Integration
I organized a workshop with Michael Dowd last night, and it was excellent and we had a good size group attending as well. Hopefully, we'll get an ongoing process out of it as well, maybe with several parallel tracks such as experiential and social activities, studies and outreach.
It is such a relief seeing someone integrating so many areas I have worked on integrating in my own life, and doing it in such an elegant, dynamic and engaging way. I see - again - that my role is not to be the brilliant popularizer or speaker (which I know is not my strength) but to be more the behind the scenes person, setting up situations for people to get together around issues of importance to them.
It is so easy to think that I "have to" get out there and write, speak etc. about all these important issues, and coming up against the limitations of this human self in terms of personality, skills and talents (or rather lack of them!). And as I am shown over and over, I don't have to. There are so many others out there doing it brilliantly, and the role I can fill quite well, and find deep satisfaction and joy in, is of the one creating connections and setting up situations so these can shine and inspire others.

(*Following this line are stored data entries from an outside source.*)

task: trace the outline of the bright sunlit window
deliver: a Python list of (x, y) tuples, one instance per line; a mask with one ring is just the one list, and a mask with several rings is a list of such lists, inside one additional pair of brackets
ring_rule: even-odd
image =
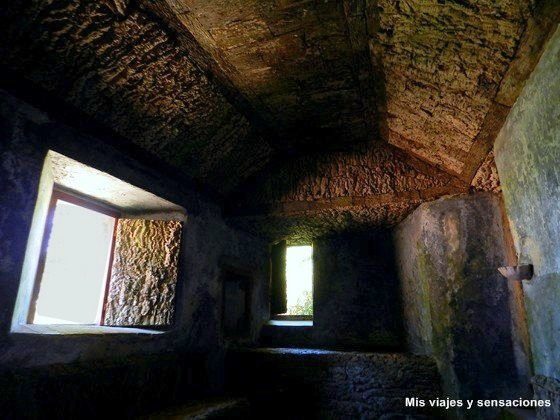
[(61, 194), (53, 200), (33, 324), (100, 323), (116, 218), (81, 204)]
[(313, 247), (286, 250), (287, 315), (313, 315)]

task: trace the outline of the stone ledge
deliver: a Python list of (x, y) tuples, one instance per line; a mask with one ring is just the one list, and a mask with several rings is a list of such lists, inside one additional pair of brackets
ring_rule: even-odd
[(433, 414), (405, 398), (441, 396), (436, 364), (427, 356), (313, 348), (258, 348), (226, 357), (228, 388), (249, 398), (256, 413), (293, 418), (380, 418)]
[(266, 323), (267, 327), (312, 327), (313, 321), (298, 320), (298, 321), (288, 321), (283, 319), (271, 319)]
[(99, 325), (23, 324), (12, 328), (12, 334), (94, 335), (94, 334), (165, 334), (167, 331), (144, 328), (105, 327)]

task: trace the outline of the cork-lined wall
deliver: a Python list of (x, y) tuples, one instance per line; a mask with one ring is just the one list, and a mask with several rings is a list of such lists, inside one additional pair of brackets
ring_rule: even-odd
[(105, 325), (170, 325), (181, 245), (180, 221), (120, 219)]

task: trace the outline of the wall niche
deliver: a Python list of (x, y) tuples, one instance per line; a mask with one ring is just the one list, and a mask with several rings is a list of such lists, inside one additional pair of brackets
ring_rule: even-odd
[(253, 276), (235, 268), (222, 275), (222, 332), (224, 339), (239, 344), (251, 339)]

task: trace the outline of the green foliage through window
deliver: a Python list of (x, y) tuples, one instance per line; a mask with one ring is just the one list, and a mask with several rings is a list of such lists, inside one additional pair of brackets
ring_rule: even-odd
[(313, 247), (290, 246), (286, 252), (288, 315), (313, 315)]

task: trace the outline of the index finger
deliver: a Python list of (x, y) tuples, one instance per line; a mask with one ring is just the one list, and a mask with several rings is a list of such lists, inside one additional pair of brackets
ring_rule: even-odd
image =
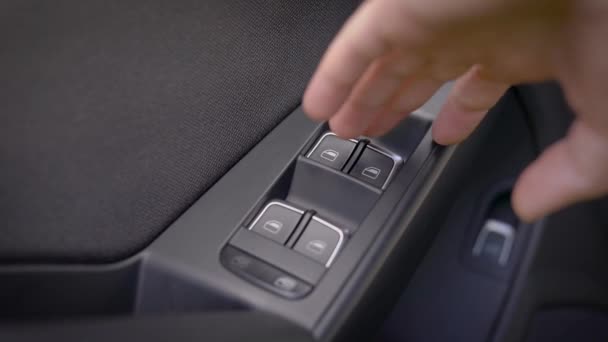
[(323, 56), (304, 94), (304, 108), (313, 119), (335, 114), (370, 64), (387, 51), (380, 25), (384, 3), (364, 2)]

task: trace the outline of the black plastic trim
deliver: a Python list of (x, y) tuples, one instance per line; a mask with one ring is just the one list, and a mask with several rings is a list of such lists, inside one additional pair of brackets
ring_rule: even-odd
[(230, 245), (238, 247), (310, 284), (317, 284), (325, 273), (323, 265), (247, 229), (240, 229), (230, 240)]

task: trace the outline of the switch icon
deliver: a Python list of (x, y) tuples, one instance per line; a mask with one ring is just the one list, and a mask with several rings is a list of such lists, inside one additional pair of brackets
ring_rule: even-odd
[(270, 220), (264, 223), (264, 229), (269, 231), (271, 234), (278, 234), (283, 229), (283, 223), (277, 220)]
[(392, 157), (368, 146), (350, 171), (350, 175), (377, 188), (383, 188), (395, 165)]
[(323, 158), (325, 160), (329, 160), (332, 163), (336, 161), (336, 159), (338, 158), (339, 155), (340, 155), (340, 153), (335, 150), (325, 150), (325, 151), (321, 152), (321, 158)]
[(325, 248), (327, 248), (327, 242), (321, 240), (312, 240), (306, 244), (306, 249), (315, 254), (323, 254)]
[(373, 166), (366, 167), (365, 169), (363, 169), (363, 171), (361, 171), (361, 174), (365, 177), (376, 179), (378, 178), (378, 176), (380, 176), (380, 169)]
[(340, 249), (343, 239), (344, 234), (340, 229), (314, 216), (293, 249), (329, 266)]
[(287, 203), (275, 201), (262, 210), (249, 229), (270, 240), (284, 244), (298, 225), (300, 217), (302, 217), (302, 210)]
[(341, 170), (355, 149), (355, 143), (327, 133), (313, 147), (306, 157), (335, 170)]

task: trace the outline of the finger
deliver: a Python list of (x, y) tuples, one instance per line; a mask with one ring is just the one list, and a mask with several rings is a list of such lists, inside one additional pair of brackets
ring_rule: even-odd
[(608, 138), (576, 121), (520, 176), (513, 208), (533, 221), (567, 205), (608, 193)]
[(433, 139), (441, 145), (455, 144), (471, 134), (509, 85), (482, 77), (480, 66), (460, 76), (433, 123)]
[(393, 103), (374, 118), (374, 122), (364, 134), (368, 136), (386, 134), (411, 112), (422, 107), (442, 84), (442, 81), (432, 78), (412, 77), (405, 80)]
[(362, 134), (377, 113), (390, 104), (403, 79), (412, 72), (415, 65), (417, 63), (408, 56), (398, 54), (376, 60), (331, 118), (332, 131), (343, 138)]
[(304, 94), (304, 108), (313, 119), (329, 119), (372, 61), (387, 50), (379, 13), (378, 1), (364, 2), (331, 43)]

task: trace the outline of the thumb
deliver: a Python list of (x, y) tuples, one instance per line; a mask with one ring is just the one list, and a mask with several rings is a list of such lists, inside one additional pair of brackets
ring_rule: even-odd
[(522, 220), (533, 221), (607, 193), (608, 136), (578, 119), (519, 177), (513, 208)]

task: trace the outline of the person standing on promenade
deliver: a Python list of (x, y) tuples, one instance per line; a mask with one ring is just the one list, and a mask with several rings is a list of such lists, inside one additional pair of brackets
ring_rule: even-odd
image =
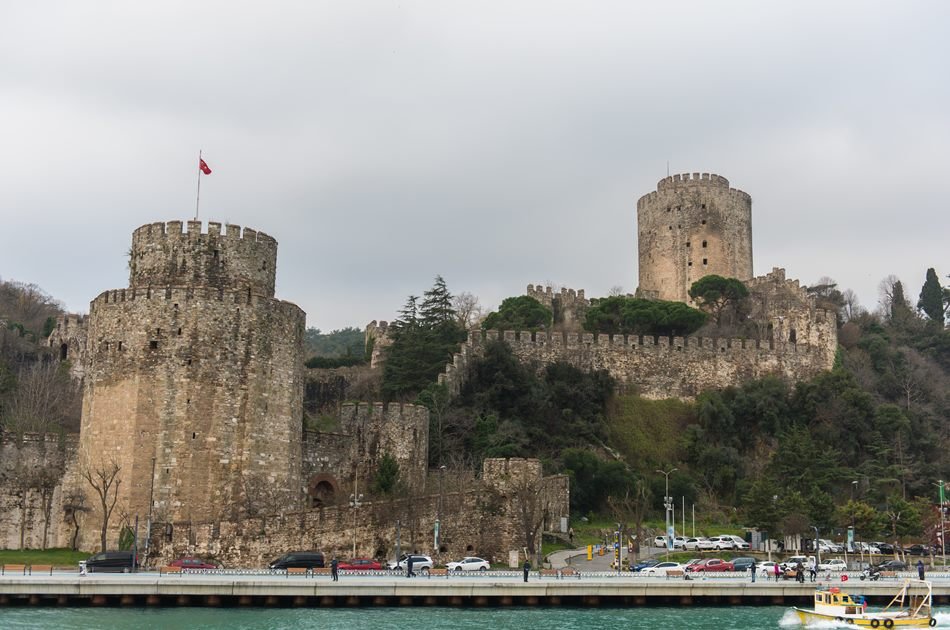
[(795, 565), (795, 581), (799, 584), (805, 583), (805, 567), (801, 562)]
[(530, 562), (527, 558), (525, 558), (524, 567), (523, 567), (523, 568), (524, 568), (524, 581), (527, 582), (527, 581), (528, 581), (528, 571), (531, 570), (531, 562)]
[(924, 561), (923, 560), (917, 561), (917, 577), (919, 577), (921, 581), (924, 579)]
[(749, 571), (752, 571), (752, 583), (755, 584), (755, 558), (752, 558), (752, 564), (749, 566)]
[(814, 582), (815, 578), (818, 577), (818, 565), (816, 564), (817, 560), (812, 560), (808, 563), (808, 578)]
[(778, 566), (778, 563), (775, 563), (775, 581), (778, 582), (778, 576), (781, 575), (782, 569)]
[(574, 528), (573, 527), (567, 528), (567, 539), (570, 541), (572, 545), (574, 544)]
[(412, 572), (412, 556), (406, 558), (406, 577), (411, 578), (415, 573)]
[(340, 581), (340, 561), (336, 559), (336, 556), (333, 556), (333, 560), (330, 560), (330, 576), (333, 577), (334, 582)]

Some of the frameworks, approaches and topics he integrates brilliantly...
Integral framework (Ken Wilber's AQAL model), Universe Story (Thomas Berry, Brian Swimme), Deep Ecology (Joanna Macy, John Seed, Arne Næss), ecospirituality, relationship of spirituality/religion and science, approaches to deep culture change, permaculture, peak oil, and much more.
Much of this already includes a shift in perception from a dualistic to a more transdual/inclusive view, and the only approach dear to me not (yet) included is the Big Mind process.
It would fit in with everything else quite elegantly and provide yet another gateway into a more transdual view. It gives people a practical tool to make the shift into the view of the largest whole (God, Buddha Mind, Existence, Big Mind), and a way to seamlessly shift back into it in daily life.